He said he did not think Ms O’Hanlon was aware of “the source of all this” and he certainly was not. He also said Ms Cahill did not raise the allegation that she had to go before a republican-style court.

Asked if he found her credible in terms of her statements about the rape itself, Mr Adams said he did not want to comment on that “given that that’s been before the court”.

He said she had been through a harrowing experience.

Asked if he found her comments about the republican-style court credible, Mr Adams said it had been dealt with by the court. Asked if that was how the IRA did business at the time, Mr Adam said: “Well I can’t comment on that what I do know is that it shouldn’t have, if that’s what transpired.”

He said those charged had been acquitted in court. Asked if Ms Cahill had named her alleged rapist, Mr Adams said they had not discussed the matter.

“When I went to talk to Maíria, as a very busy person who knew this young woman because of who she was and because she was in and around Sinn Féin structures and so on and so forth, I mean, it wasn’t a big lengthy meeting.”

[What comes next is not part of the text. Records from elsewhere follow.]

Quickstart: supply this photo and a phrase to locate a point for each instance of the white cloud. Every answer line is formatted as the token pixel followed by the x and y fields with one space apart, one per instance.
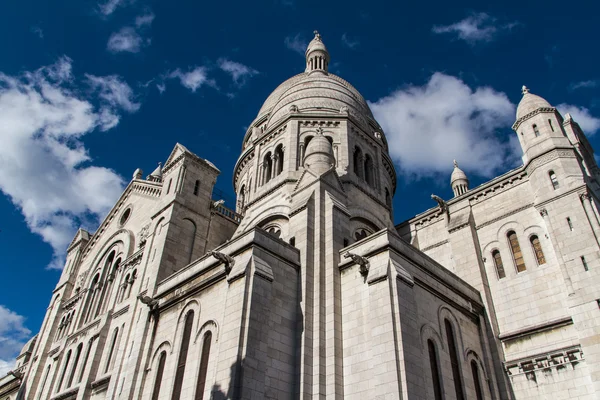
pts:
pixel 114 91
pixel 349 43
pixel 588 123
pixel 194 78
pixel 45 168
pixel 110 6
pixel 144 20
pixel 428 126
pixel 584 85
pixel 38 31
pixel 126 40
pixel 296 43
pixel 477 27
pixel 13 336
pixel 239 72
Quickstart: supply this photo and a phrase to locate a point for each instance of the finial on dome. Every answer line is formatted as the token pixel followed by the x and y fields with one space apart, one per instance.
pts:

Earlier in the interview, Mr Adams said he had had to deal with abuse in his own family. “I speak from experience when I say allegations of rape have to be treated very, very sensitively, victims have to be treated with respect”. Victims of abuse had come to him because of his own experience, he said, and he would continue to work with them.

Mr Adams disclosed in December 2009 that his late father, who was also called Gerry, had emotionally, physically and sexually abused family members over many years. Mr Adams said he was not abused by his father.

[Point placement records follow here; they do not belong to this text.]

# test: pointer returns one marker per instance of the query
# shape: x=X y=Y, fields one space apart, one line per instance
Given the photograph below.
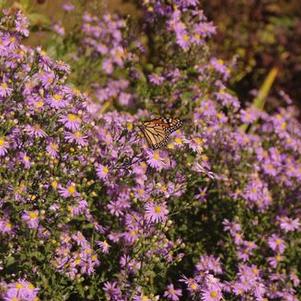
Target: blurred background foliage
x=262 y=37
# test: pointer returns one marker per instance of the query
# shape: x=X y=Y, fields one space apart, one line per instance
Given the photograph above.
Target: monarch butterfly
x=157 y=131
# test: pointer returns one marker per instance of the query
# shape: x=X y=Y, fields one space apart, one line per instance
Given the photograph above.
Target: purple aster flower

He has rejected “unconditionally” claims from some Unionist politicians that he committed an offence in relation to how he dealt with his brother Liam’s sexual abuse of Liam’s daughter Áine. Last November, Liam Adams was jailed for 16 years for repeatedly raping and indecently assaulting his daughter Áine when she was aged between four and nine years of age.

Ms Cahill, who has waived her right to anonymity, said in the programme she had been subjected to what was described as a republican “kangaroo court”. She alleged that in 1997 she underwent a 12-month cycle of sexual abuse, including rape, by a suspected member of the IRA. She was 16 at the time.

Ms Cahill has also said several people, numbering in “double figures”, had contacted her to recount similar experiences at the hands of IRA members.

She said she got very angry with Mr Adams during their meeting and said to him, “Well, I didn’t enjoy it.”

In the aftermath of the broadcast, Mr Adams released a statement. Issued on Wednesday night, it said: “In the Spotlight programme, broadcast last night, Maíria Cahill made an accusation relating to a meeting with myself. I totally refute the allegations Maíria made about our conversation.

“I met Maíria in good faith, at the behest of her cousin and my late friend Siobhán O’Hanlon. When I learned of the allegation of abuse from Siobhán, she told me that Maíria was refusing to go to the RUC.

“Siobhán and I met with Joe Cahill, who was Maíria’s uncle. We told Joe of the allegation and asked him to speak to Maíria about reporting this to the RUC. He did so. Maíria did not want to do this at that time. I have contacted my solicitor with regard to the allegations made against me in the Spotlight programme.”